Ok, maybe that’s not a full-time job. 
So they could be the cook too. It would be a cook/shopper person.
They’d prepare us healthy, delicious meals that are simple enough for the kids to handle but with enough flavor for us grown-ups to enjoy. With a soup and salad on the side, and warm, fresh bread. 
That sounds really good. 

And me? 
I’d get to watch the kids, help them with their homework, and teach them about the parsha. Feed the baby. Read them a book or two. Teach them checkers and backgammon. Watch their puppet shows. Play mental math games with them. Do their school projects about their name and their family. Help them fill out their Tzivos Hashem missions. Burp the baby. Drive them to a friend for a playdate. Take them to the park. Teach them to brush their teeth. Rock the baby to sleep.

Notice I didn’t say baths or pajamas? 
I’d need a mother’s helper for that. I mean, there’s six of them, you know?
Even just watching them can be a two-person project.
It would be amazing.

But then I remember.
I don’t live in that world.
It’s all one big, sweet fantasy.
In the real world, it’s all on me.

Boom! Crash! 
Did you hear that?

But I’m ok. 
This wonderful fantasy gives me comfort. It reminds me that in fact, it is too much work for one person.

And so I need to choose:
Which tasks will happen and which will not. 
Which are the most important?
Which do I need to hire someone else to do, even if it’s not for nearly as much time as I could use them for?

Well, my stove doesn’t have a memory. And it doesn’t have feelings either. It won’t hold it against me that I neglected it for some time. 
The stove can wait for the twice-weekly cleaner. 
And I’ll just keep pretending I don’t see it. Ewww.

The shopping and the dinner? 
Well, I’ll have to find shortcuts. I’ll do my best, shop on my phone when I have a minute, lean in to my husband and partner in crime to do the things he can fit into his schedule. 

Our dinners won’t be gourmet. Sometimes we’ll run out of stuff, and borrow from a neighbor till we can make it to the store. My closets won’t be that organized.

But my kids will know that I love them. 

They’ll know that I chose each and every one of them over a clean and tidy house, which (as they’ll surely find out one day) is really so important to me. 

They’ll know that their needs are important, because in fact, they are not just my children, but G-d’s children, who deserve my personal attention above all else. 

Including that horrible grimy stove that I’m pretending isn’t there. 

Sometimes, denial can be a great tool.

3 thoughts on “Choosing Denial

  1. I’m laughing! Yesterday I scrubbed both my stove tops with my toddler around. I convinced myself that all that time was well spent because it’s “fire prevention”!

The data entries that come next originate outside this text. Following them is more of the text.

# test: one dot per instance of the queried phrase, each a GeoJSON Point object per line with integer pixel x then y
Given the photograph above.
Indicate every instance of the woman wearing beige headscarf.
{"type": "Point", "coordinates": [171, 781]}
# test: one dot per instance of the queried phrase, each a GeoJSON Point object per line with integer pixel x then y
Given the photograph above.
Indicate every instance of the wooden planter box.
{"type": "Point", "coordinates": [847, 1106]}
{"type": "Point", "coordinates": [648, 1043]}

  2. I love this and such an important reminder especially as a mom that works a lot from home. I purchased a Whole Foods order from Amazon Prime (free delivery for orders over $35.00). I ordered some of my kids favorite frozen fish sticks and some yummy (easy to prepare) produce and hummus. Delivery of 11-1. Lunch! My kids were excited that food was delivered and it felt special to them. I felt good about our lunch that day. Win-Win!

    1. Yess!! Amazing! We just need to do the things that make it work for us and not feel guilty! Go mama!